CRIO cgroup leakage

Yesterday I managed to solve a long standing issue with the help of someone from the community.

To me a nice example of what can be the hidden costs of running an open source platform with a lot of moving parts.

My takes on Openshift and OKD after a year of experience is for some other time.

The problem

An image says more than a thousand words is the cliché so here we go:

The picture shows the memory usage of the so called system.slice on our production cluster. All system processes such as systemd, the container runtime crio and some system services such as NTP clock synchronization.

There is a monitor check that, out of the box, triggers an alert when the usage exceeds 1G. The check is there to assure Kubernetes (kubelet) can correctly calculate available memory when reserving 1G for the system to avoid unexpected OOM events.

We saw the alert pop up after a few days runtime after node restarts due to some core config changes or an automated upgrade process.

Since our worker nodes have an abundance of resources and automated rolling reboots where a regular event in the young life of the cluster it was not an immediate worry.

Until recently: all production load is moved to the new OKD cluster so now stability is key. Rolling reboots will take place less often and usually only during regular maintenance windows for OKD upgrades. As you can see, with our current moderate load the curve is going up exponentially on one node.

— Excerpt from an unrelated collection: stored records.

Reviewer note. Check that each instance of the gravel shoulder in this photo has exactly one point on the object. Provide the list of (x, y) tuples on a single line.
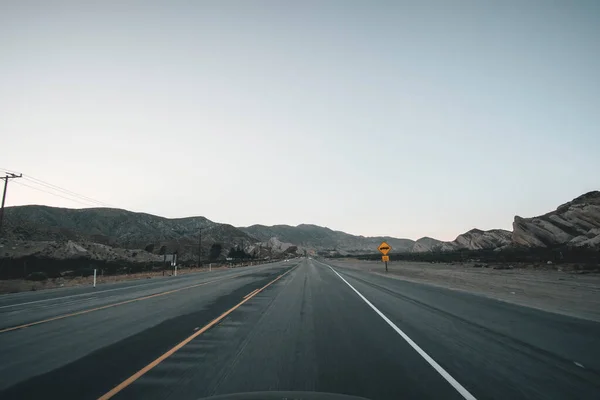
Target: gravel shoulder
[(562, 292)]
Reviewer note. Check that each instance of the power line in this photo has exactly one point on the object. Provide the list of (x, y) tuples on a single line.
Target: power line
[(67, 192), (9, 175), (55, 194)]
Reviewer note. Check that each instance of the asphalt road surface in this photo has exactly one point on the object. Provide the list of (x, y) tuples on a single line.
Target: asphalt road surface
[(301, 325)]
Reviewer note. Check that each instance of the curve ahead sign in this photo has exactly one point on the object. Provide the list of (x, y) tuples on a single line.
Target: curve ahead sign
[(384, 248)]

Still not really urgent, but regularly I would need to drain a node and restart the crio service and or reboot the node. Not really something we want in production since it can introduce a short downtime in our current setup. The reason why is for another time. At least it would mean I need to work regularly on some unforgiving hour at night or in the morning, nobody wants that.

Debugging

Basic debugging took place over many months, here the key findings.

CRIO eats memory

This was clear as soon as I found out about this systemd command:

systemd-cgtop system.slice

crio is eating the bulk of the memory

Kubelet is wasting CPU cycles on resources involving long gone PODs

Next clue is the excessive CPU usage of the kubelet process. At the peak shown in the initial graph, kubelet was keeping 10-14 cores constantly busy. Not really an immediate problem four our dual CPU nodes but still, the Kubernetes control plane should behave better. And it does, in my experience, so something must be going on.

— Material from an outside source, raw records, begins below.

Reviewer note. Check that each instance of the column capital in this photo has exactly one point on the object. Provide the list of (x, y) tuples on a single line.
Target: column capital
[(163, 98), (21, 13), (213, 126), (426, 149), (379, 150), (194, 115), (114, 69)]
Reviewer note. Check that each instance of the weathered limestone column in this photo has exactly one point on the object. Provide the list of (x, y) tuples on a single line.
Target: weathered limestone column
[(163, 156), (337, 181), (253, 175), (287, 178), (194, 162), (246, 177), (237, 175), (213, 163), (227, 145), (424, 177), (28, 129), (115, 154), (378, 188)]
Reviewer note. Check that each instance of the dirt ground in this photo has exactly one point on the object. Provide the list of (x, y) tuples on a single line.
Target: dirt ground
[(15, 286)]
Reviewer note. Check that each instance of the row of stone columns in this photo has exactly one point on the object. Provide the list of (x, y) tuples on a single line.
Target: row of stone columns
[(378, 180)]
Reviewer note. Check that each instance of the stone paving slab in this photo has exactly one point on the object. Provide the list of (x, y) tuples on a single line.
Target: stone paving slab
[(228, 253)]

You can easily follow the kubelet logs using:

journalctl -u kubelet -f

It is immediately obvious kubelet is wasting time on trying to find stuff about deleted pods. There is a Redhat issue describing a similar issue: https://bugzilla.redhat.com/show_bug.cgi?id=2080253 Now, it points to an upstream Kubernetes issue that would also point me to the workaround mentioned later but at the time it was not mentioned yet.

Why node 4 ?

So the graph clearly shows that one node is suffering a lot worse than the others. So I listed the pods on this node using:

oc get po -o wide -A | grep worker-04

oc is the kubectl of Openshift by the way. In this context you could just as well use kubectl.

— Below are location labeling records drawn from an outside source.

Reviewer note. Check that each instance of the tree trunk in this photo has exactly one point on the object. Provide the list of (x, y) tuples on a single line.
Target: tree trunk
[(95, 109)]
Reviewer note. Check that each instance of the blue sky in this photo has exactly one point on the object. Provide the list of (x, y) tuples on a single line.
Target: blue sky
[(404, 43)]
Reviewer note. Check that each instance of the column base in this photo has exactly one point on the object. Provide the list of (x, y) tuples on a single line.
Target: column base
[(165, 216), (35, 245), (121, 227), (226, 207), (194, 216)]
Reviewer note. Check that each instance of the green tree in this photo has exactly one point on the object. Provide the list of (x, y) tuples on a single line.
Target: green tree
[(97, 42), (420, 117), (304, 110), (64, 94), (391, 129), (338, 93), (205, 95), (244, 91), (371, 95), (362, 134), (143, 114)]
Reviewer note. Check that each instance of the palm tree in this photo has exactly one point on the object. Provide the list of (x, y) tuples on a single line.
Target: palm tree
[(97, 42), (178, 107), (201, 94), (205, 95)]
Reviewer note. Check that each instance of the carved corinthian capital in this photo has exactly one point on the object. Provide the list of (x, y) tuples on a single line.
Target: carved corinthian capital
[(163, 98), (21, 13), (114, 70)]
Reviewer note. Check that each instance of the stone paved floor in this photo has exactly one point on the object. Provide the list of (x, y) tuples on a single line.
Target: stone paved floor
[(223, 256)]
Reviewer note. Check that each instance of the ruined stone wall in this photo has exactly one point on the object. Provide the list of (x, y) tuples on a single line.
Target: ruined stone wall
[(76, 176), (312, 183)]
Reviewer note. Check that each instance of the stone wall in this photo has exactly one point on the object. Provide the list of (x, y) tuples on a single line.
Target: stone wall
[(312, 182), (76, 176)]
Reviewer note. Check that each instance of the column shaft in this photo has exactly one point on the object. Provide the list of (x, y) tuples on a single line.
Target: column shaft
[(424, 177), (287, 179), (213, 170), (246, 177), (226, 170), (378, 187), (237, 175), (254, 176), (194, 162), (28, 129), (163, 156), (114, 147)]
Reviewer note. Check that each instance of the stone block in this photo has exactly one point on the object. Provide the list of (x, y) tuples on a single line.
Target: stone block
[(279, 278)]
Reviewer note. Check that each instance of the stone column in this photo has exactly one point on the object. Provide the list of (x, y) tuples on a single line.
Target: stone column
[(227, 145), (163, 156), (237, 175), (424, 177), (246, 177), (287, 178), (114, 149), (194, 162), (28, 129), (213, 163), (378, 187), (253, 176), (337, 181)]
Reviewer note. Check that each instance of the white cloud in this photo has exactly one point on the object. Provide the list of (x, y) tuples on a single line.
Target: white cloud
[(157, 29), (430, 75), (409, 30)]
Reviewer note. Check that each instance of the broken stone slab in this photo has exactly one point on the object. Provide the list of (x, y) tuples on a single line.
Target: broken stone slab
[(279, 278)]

I soon figured out that one of our services had a cron job launching short lived pods every two minutes. The Kubernetes sheduler almost always chose node 4 probably because it has the smallest load.

This is about as far as I got, so let’s summarize:

kubelet wastes CPU (probably rising exponentially)
CRIO memory rises exponentially
Regular pod deletions seems to be the cause

The community

Pretty jaw dropping problem if you ask me: a container orchestration thing does not manage to delete pods without leakage causing catastrophic node failure sooner or later, depending on your resources.

So I couldn’t really believe my eyes, I probably did something wrong myself, and decided to ask the community to see if I was the only one. I resorted to the ‘#openshift-users’ Slack channel in the Kubernetes Slack.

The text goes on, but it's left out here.